Service Design has increasingly attracted leaders from the largest global consumer-based corporations for seeking ways to engage users and create loyalists. The practice of Service Design is similar to other non-aesthetic practices in that it’s based on user-centric principles to organize disparate components – people, process, and technology – for developing and improving services.
Service Design has attracted advocates from among global consumer-based corporations seeking a competitive edge, to financial institutes seeking better ways to convey their services, and to governments who desire a more seamless integration between its services and the public.
A successful service is one that reliably and repeatedly creates unique, individual, positive experiences and using Service Design, you can achieve new revenue, engage millennials, foster loyalty and collaboration, and ensure long-term sustainability for programs and services.
Apple founder Steve Jobs was one of the earliest adopters of Service Design. His experimenting with the techniques led to the idea for launching Apple retail stores and influenced their design – toward creating unique experiences for customers. His goal in using service design was to convert the curious into customers, and customers into loyalists.

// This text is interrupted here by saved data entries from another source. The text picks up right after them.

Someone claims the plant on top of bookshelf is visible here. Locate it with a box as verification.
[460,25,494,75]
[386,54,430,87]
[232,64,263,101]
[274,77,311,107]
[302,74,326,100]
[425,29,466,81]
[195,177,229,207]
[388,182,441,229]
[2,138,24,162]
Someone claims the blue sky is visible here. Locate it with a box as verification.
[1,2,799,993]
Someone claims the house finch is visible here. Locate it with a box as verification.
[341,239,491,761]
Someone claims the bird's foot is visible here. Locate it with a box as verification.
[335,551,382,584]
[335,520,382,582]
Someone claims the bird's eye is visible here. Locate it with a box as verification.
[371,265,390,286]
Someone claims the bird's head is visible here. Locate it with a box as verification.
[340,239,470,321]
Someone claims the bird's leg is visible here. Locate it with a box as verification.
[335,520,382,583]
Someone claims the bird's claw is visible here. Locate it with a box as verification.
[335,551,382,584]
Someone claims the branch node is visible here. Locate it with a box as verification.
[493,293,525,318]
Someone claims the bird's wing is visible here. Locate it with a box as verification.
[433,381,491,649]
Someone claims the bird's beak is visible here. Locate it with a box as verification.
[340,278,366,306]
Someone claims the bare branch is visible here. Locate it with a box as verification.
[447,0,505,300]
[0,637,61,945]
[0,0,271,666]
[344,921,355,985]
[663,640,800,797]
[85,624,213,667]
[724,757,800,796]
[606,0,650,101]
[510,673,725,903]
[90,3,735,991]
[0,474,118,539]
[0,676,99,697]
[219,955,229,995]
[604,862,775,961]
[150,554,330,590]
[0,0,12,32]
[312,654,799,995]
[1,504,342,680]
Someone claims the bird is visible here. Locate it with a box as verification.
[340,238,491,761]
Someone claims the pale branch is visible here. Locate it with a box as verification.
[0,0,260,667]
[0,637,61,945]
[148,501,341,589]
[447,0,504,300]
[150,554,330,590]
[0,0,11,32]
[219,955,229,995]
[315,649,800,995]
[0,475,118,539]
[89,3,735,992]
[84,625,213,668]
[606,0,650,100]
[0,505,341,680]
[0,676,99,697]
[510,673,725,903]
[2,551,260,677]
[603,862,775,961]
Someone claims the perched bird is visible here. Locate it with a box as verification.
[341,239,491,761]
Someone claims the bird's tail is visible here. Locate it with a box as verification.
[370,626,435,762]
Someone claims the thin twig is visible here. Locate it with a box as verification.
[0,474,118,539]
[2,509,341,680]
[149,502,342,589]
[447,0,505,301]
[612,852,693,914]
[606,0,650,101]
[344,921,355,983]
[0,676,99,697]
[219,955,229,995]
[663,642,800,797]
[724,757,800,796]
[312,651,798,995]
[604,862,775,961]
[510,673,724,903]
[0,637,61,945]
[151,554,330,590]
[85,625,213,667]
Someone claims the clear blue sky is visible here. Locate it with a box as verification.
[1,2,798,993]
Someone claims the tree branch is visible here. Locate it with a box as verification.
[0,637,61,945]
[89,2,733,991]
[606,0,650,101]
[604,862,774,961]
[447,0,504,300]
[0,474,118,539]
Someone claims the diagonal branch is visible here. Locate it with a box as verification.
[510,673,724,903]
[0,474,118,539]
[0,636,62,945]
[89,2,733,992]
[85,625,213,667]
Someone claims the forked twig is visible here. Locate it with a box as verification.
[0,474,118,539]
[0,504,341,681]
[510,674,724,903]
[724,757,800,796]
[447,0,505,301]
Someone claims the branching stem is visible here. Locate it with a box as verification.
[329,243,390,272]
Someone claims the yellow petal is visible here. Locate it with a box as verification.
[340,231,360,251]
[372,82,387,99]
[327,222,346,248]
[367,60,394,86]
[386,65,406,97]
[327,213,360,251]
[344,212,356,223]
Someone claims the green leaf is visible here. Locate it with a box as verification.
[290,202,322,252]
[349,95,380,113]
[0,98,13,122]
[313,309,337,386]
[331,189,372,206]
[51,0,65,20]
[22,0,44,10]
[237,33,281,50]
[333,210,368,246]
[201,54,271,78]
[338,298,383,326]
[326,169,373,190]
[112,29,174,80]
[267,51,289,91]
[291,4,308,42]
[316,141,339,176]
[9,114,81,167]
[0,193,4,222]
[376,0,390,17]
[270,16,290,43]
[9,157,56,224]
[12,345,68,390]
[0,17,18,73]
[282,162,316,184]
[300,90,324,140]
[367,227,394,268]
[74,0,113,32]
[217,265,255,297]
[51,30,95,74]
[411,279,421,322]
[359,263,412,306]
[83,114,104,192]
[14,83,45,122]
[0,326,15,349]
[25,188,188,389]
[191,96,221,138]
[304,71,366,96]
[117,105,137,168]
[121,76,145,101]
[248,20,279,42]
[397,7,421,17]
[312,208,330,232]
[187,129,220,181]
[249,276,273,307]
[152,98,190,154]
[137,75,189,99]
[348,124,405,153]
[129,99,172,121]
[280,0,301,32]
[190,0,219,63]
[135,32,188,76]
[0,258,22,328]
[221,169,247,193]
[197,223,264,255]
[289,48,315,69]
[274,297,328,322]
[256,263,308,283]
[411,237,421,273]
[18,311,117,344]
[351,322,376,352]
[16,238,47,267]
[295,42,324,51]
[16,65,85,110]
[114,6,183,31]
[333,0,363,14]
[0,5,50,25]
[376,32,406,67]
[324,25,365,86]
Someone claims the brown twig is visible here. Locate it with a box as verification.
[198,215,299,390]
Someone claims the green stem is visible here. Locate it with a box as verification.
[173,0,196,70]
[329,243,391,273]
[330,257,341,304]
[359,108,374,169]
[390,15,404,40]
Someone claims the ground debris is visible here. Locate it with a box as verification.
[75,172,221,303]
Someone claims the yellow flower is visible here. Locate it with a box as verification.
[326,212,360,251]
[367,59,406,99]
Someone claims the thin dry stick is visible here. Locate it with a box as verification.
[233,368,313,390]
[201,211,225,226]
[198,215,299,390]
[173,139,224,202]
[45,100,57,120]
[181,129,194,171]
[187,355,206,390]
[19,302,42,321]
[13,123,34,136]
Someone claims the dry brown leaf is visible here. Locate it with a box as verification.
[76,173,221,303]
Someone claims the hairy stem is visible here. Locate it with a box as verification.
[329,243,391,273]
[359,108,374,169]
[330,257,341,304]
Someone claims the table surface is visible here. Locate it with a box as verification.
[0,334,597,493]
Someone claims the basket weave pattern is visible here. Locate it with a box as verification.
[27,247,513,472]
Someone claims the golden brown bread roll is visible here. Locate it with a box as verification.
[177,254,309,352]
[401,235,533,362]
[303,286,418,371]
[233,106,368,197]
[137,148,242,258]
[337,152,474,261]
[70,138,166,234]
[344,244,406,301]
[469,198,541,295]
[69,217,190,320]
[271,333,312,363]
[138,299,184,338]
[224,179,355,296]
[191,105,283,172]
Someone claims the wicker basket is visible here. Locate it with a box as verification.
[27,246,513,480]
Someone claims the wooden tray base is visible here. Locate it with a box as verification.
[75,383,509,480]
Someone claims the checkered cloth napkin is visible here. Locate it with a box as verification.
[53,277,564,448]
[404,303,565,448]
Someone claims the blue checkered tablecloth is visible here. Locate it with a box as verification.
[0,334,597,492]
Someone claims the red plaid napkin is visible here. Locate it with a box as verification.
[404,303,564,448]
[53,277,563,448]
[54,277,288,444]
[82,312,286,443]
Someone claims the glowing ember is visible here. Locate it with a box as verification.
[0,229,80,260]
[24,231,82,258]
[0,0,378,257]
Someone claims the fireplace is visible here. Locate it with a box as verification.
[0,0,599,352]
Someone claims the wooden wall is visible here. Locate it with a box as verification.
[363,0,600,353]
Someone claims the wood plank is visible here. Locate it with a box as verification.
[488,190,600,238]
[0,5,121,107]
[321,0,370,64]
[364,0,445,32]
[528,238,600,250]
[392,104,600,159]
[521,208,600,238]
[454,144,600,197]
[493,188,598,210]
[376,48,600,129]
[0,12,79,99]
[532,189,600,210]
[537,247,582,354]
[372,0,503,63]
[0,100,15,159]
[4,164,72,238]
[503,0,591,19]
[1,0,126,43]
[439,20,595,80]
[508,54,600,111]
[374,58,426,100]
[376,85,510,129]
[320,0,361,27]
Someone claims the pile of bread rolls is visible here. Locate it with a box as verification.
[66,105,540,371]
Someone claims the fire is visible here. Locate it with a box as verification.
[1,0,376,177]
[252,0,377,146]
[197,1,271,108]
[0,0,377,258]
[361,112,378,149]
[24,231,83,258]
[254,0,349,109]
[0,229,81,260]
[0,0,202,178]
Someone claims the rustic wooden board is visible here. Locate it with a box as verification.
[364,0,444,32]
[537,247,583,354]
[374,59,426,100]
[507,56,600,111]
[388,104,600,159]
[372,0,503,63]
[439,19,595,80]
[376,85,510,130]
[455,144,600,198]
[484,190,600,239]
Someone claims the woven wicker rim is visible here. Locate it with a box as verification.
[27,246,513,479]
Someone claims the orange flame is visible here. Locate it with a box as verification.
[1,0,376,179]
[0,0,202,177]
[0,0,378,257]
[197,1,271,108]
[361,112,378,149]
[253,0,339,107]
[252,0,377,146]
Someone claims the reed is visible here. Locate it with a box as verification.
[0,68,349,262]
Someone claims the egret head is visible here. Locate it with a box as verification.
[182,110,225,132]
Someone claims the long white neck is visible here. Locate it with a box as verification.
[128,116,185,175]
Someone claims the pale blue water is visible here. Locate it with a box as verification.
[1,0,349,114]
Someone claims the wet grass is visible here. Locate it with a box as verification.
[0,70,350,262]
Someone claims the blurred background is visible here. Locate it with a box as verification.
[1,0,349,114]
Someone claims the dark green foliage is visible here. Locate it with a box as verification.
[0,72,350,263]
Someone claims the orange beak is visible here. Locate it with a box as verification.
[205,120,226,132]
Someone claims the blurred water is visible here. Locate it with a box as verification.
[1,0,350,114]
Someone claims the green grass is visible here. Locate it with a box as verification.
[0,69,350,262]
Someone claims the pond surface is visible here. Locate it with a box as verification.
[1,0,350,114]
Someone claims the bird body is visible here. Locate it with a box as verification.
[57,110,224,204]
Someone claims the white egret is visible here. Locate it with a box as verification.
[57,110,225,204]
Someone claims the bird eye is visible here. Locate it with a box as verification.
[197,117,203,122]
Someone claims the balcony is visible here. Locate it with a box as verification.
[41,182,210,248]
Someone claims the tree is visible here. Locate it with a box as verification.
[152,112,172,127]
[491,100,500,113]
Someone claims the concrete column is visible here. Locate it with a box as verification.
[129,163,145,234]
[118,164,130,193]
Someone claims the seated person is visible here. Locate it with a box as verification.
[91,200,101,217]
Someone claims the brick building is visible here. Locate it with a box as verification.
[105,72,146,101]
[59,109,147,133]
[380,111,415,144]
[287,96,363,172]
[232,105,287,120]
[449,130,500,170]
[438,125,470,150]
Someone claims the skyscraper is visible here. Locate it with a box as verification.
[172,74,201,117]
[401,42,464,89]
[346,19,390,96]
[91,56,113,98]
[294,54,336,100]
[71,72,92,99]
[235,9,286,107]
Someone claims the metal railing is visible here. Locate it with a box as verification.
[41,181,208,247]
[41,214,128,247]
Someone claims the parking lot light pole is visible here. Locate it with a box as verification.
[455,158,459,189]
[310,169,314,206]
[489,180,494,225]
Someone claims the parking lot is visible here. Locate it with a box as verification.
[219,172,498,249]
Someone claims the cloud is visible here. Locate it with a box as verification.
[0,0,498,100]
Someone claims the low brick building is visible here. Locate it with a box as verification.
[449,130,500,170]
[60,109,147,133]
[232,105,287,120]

The International Service Design Institute captures these case studies and many others to explain and demonstrate how these techniques are used to build and improve services of all kinds. Our resources include courses, books, and workshops.
While Service Design is a matriculated field of study at several universities, it remains a field that is not taught from a practical approach, or for that matter, sequentially. That’s why we formed International Service Design Institute.